Nah, kata ayah dua anak ini, dari kesukaannya membaca buku-buku agama, ia mulai menyerap intisari dari agama.
"Dari perenungan inti sari agama yang saya serap itu, bahwa semua agama itu benar dan mengajarkan kebaikan. Cuma pernyampaiannya bermacam-macam kan," jelasnya.
"Jadi, saya pun melihat di sini, bahwa ISlam adalah agam terakhir, dan saya ambil dari semua intisari agama yang telah ada, sehingga saya menemukan bahwa ajaran agama Islam begitu lugas dan mudah diserap secara kaidah," ujarnya.
Di samping itu, ia ceritakan, dalam keluarganya memang tidak ada yang fanatik dalam agama, bahkan dalam keluarganya memeluk beberapa agama.
"Saya dulu agamanya Kristen.

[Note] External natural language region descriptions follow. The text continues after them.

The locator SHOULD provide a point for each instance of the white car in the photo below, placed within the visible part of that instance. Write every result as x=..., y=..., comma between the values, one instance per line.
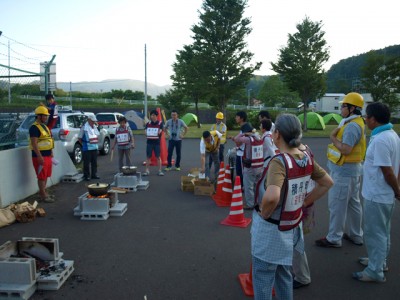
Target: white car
x=109, y=121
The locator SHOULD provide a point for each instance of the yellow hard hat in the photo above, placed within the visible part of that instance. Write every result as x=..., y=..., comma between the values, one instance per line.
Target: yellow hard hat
x=41, y=110
x=354, y=99
x=219, y=115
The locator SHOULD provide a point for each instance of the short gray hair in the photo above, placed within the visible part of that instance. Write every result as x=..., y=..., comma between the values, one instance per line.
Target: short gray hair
x=289, y=127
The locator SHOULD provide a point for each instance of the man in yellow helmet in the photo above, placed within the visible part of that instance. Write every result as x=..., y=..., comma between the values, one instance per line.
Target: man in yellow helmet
x=42, y=144
x=345, y=156
x=221, y=128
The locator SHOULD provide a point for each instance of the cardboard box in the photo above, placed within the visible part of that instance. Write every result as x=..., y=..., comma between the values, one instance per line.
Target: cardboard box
x=187, y=184
x=202, y=187
x=194, y=172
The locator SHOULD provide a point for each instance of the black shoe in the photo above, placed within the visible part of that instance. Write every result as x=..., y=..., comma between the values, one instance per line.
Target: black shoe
x=297, y=285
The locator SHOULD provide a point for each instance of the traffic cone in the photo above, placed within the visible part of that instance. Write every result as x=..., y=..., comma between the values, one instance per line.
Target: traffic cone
x=220, y=182
x=226, y=198
x=163, y=147
x=236, y=214
x=246, y=282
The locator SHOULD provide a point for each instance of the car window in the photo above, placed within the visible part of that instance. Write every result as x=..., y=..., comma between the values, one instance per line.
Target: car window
x=81, y=119
x=70, y=122
x=5, y=126
x=105, y=118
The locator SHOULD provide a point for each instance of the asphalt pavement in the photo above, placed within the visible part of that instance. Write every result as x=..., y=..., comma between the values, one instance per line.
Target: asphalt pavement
x=170, y=244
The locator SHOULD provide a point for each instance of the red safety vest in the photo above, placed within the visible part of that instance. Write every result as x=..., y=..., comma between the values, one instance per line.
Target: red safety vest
x=256, y=152
x=122, y=136
x=152, y=130
x=294, y=190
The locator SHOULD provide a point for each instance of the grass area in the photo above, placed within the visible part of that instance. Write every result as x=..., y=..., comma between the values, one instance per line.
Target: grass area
x=195, y=132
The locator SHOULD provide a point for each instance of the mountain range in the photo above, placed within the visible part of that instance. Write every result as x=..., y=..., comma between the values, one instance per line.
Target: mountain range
x=113, y=84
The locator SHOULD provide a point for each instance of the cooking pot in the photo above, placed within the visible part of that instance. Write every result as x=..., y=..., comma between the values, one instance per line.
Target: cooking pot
x=98, y=189
x=129, y=170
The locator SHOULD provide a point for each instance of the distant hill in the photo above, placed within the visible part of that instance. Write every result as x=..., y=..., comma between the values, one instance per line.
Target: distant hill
x=345, y=75
x=113, y=84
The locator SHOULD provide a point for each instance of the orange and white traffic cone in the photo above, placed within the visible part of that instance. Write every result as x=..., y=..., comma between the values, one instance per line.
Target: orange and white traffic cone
x=246, y=282
x=236, y=214
x=226, y=198
x=220, y=182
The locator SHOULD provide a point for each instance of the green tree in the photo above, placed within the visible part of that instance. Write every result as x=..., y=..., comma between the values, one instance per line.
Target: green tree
x=172, y=99
x=300, y=62
x=380, y=77
x=187, y=78
x=219, y=42
x=275, y=92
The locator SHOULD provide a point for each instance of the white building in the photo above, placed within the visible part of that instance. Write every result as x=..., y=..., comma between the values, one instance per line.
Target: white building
x=330, y=102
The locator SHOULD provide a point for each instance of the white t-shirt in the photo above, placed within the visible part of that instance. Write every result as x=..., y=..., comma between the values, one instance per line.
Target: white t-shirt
x=383, y=151
x=203, y=145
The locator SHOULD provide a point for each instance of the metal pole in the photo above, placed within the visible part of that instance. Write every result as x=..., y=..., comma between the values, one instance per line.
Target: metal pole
x=9, y=74
x=70, y=94
x=145, y=81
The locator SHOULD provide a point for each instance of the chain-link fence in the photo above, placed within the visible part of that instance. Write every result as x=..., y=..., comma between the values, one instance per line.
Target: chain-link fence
x=20, y=74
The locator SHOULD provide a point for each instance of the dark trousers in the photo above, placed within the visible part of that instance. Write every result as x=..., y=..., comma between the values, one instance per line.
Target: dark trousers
x=171, y=145
x=239, y=170
x=89, y=162
x=221, y=155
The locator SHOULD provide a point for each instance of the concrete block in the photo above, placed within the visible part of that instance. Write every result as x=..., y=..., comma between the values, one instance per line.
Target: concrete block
x=20, y=271
x=50, y=243
x=73, y=179
x=54, y=280
x=17, y=291
x=125, y=181
x=8, y=249
x=94, y=216
x=118, y=210
x=95, y=206
x=143, y=185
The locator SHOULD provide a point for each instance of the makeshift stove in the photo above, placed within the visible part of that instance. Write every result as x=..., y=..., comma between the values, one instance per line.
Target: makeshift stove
x=130, y=182
x=99, y=207
x=29, y=264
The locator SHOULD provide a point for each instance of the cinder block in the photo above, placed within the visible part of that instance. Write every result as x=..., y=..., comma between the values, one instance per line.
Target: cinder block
x=50, y=243
x=56, y=279
x=19, y=271
x=125, y=181
x=8, y=249
x=95, y=206
x=118, y=210
x=143, y=185
x=94, y=216
x=73, y=179
x=17, y=291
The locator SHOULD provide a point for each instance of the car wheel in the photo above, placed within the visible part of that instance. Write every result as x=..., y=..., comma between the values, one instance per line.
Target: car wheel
x=77, y=154
x=106, y=147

Sedangkan saudara saya ada yang Budha ada juga yang Kong Hucu. Malah, istri saya beragama Budha,” ucap Herman Halim.
Bahkan, dia akui, soal menganut agama di keluarganya, dirinya tidak pernah memaksakan kepada kedua anaknya.

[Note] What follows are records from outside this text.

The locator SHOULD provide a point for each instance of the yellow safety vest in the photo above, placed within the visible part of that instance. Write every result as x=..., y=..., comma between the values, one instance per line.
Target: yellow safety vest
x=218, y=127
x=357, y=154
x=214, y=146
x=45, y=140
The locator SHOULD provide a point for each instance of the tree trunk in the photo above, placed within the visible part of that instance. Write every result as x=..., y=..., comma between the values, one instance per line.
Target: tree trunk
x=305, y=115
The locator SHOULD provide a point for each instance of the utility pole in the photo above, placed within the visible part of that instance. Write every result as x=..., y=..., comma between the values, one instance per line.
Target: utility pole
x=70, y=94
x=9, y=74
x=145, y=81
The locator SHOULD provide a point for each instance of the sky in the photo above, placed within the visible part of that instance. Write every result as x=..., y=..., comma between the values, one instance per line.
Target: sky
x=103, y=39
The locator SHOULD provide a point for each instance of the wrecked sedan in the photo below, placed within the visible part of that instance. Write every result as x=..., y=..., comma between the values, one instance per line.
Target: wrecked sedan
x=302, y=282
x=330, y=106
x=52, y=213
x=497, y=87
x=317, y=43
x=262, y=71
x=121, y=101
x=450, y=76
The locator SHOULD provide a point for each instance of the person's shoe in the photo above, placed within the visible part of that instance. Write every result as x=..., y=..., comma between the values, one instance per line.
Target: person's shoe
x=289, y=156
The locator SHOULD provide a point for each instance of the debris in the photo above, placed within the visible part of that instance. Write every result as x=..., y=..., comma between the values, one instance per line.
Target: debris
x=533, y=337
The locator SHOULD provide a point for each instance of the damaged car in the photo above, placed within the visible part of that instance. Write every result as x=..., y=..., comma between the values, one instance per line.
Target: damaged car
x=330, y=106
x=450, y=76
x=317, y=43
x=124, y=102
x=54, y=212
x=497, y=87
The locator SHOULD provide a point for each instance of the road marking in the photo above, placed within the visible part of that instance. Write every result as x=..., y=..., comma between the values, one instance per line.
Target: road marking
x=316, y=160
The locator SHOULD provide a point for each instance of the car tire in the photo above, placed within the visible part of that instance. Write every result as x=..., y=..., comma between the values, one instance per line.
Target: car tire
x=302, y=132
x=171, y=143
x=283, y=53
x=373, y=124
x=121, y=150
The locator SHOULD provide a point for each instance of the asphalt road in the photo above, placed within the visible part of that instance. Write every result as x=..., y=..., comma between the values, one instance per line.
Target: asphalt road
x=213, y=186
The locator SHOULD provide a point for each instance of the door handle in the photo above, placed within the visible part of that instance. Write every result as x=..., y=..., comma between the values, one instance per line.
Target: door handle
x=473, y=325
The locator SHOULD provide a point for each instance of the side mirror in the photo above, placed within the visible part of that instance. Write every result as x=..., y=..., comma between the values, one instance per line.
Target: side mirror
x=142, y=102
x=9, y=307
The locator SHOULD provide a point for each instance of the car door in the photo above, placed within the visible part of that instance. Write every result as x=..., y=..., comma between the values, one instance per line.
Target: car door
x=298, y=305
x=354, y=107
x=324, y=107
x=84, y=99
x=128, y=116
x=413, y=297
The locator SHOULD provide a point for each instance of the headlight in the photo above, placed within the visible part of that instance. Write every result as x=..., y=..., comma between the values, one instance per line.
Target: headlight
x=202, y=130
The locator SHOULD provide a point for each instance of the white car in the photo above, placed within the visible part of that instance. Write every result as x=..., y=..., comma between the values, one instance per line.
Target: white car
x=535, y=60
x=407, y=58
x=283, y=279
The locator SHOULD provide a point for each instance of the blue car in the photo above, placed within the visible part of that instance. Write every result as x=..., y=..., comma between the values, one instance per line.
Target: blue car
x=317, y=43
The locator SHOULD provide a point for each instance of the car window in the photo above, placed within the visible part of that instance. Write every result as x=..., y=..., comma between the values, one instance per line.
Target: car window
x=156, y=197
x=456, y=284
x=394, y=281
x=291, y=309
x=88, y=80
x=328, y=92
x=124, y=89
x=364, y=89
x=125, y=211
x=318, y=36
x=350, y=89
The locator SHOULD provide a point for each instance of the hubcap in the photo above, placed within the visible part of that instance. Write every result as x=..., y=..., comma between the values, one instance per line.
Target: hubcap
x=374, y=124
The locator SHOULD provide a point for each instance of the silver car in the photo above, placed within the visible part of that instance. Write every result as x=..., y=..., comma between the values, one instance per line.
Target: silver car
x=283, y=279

“Anak saya bebaskan dalam memilih agama. Saya tidak pernah melarang hal itu,” ujarnya.
Apalagi, katanya dengan anak keduanya Andrew, yang ia bebaskan untuk memeluk agama apa saja dan pada akhirnya memilih untuk memeluk agama Islam.
Bahkan, ia kaget dengan jawaban anak keduanya ingin masuk Islam. Hal itu terjadi, saat ia mempertanyakan sikap anaknya ingin memeluk agama Islam.
“Apa perbedaannya dengan agama yang kamu yakini selama ini ?” Tanya Herman Halim kepada Andrew saat itu.
“Saya pernah mencoba memeluk beberapa agama. Namun, Islamlah yang membuat saya lebih tenang dan pas. Dan saya bisa lebih gampang menangkap ajaran Islam dari pada yang lain,” ujar Herman yang menirukan pendapat Andrew (anak keduanya).
Nah, dari diskusi antara dia dan anaknya itu, yang membuat Herman Halim penasaran hingga terus mencari-cari jawaban atas argumen yang dikemukan anaknya.